Norman Takeuchi’s paintings dynamically express and reclaim his Japanese-Canadian heritage using iconic imagery and swirling abstractions. This collection of paintings are exceptional representations of his mature style, a genre all its own in the story of art-making in Canada.
In 2013, Takeuchi wrote:
“The duality of being Japanese-Canadian is at the heart of my work. As a member of a community that experienced the upheaval of the internment years, the art reflects conflicting views: the earlier difficulties of acknowledging my Japanese heritage and the eventual acceptance of it. The fusion of dissonant abstract forms with painted reproductions of Japanese woodblock prints, Noh theatre masks and other motifs from old – and modern – Japan hint at an uneasy search for harmony and balance between two worlds. Ultimately though, the paintings are a celebration of a dual heritage and of having learned to embrace the blended beauty of two cultures.”
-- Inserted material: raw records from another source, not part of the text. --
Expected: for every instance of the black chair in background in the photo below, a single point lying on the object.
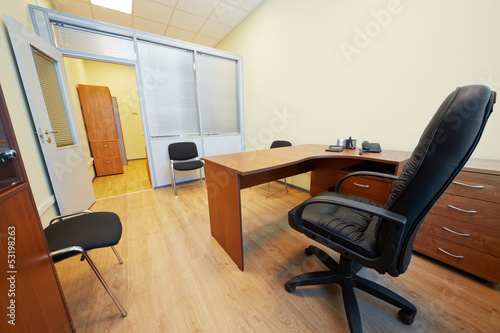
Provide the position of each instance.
(184, 157)
(278, 144)
(366, 234)
(80, 232)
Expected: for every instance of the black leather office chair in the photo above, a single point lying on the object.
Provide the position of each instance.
(184, 157)
(80, 232)
(278, 144)
(366, 234)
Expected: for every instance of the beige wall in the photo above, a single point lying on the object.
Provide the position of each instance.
(75, 69)
(319, 70)
(19, 111)
(122, 83)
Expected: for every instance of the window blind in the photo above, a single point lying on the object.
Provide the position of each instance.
(53, 98)
(217, 94)
(169, 89)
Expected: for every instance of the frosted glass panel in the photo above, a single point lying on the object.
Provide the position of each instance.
(169, 89)
(217, 94)
(81, 39)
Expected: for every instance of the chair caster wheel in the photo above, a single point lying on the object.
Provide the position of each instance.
(406, 317)
(290, 287)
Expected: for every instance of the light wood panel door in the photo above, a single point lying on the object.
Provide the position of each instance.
(101, 125)
(32, 300)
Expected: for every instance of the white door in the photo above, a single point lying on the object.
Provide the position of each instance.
(45, 84)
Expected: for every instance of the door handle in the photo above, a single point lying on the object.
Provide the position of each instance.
(7, 155)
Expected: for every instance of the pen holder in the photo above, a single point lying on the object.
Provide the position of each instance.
(350, 143)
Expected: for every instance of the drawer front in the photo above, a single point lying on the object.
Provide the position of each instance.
(108, 166)
(476, 185)
(105, 149)
(377, 191)
(469, 260)
(467, 234)
(485, 214)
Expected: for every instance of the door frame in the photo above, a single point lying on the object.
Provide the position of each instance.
(66, 166)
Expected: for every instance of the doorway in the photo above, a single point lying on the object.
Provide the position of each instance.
(121, 81)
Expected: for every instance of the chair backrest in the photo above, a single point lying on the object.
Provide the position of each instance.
(280, 143)
(181, 151)
(444, 148)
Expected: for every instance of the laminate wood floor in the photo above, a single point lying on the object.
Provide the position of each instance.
(176, 277)
(133, 179)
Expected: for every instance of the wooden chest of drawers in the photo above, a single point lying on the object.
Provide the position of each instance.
(463, 227)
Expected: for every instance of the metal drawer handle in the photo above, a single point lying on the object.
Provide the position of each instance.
(456, 233)
(463, 210)
(451, 255)
(467, 185)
Takeuchi’s working process starts with small collaged ‘sketches’ of fragmented imagery and visual juxtapositions which are then enlarged onto canvas or paper. Iconic landscapes, figures and symbols representing cultural identity can be glimpsed between shaped fields of colour and pattern. They combine to create a fragmented layering of images which take on the narrative of Norman’s personal history and that of other Japanese-Canadians. But there is also playfulness in these compositions, showing the artist’s more relaxed approach to his work in recent years.
A graduate of the Vancouver School of Art, Takeuchi’s early career combined exhibition design (Expo 67, Expo 70, Canadian Museum of Nature) with painting. In 1996 he left his design career to become a full-time artist and has since participated in many solo and group exhibitions. His work is represented in the permanent collections of the Canada Council Art Bank; Carleton University Art Gallery; Confederation Gallery, Charlottetown, P.E.I.; The Ottawa Art Gallery; Mitel Corporation; and in private collections in Canada and abroad.
Norman Takeuchi maintains an active studio practice and has upcoming solo exhibitions at Karsh-Masson (Ottawa) in 2021-22 and at the Ottawa Art Gallery in 2023.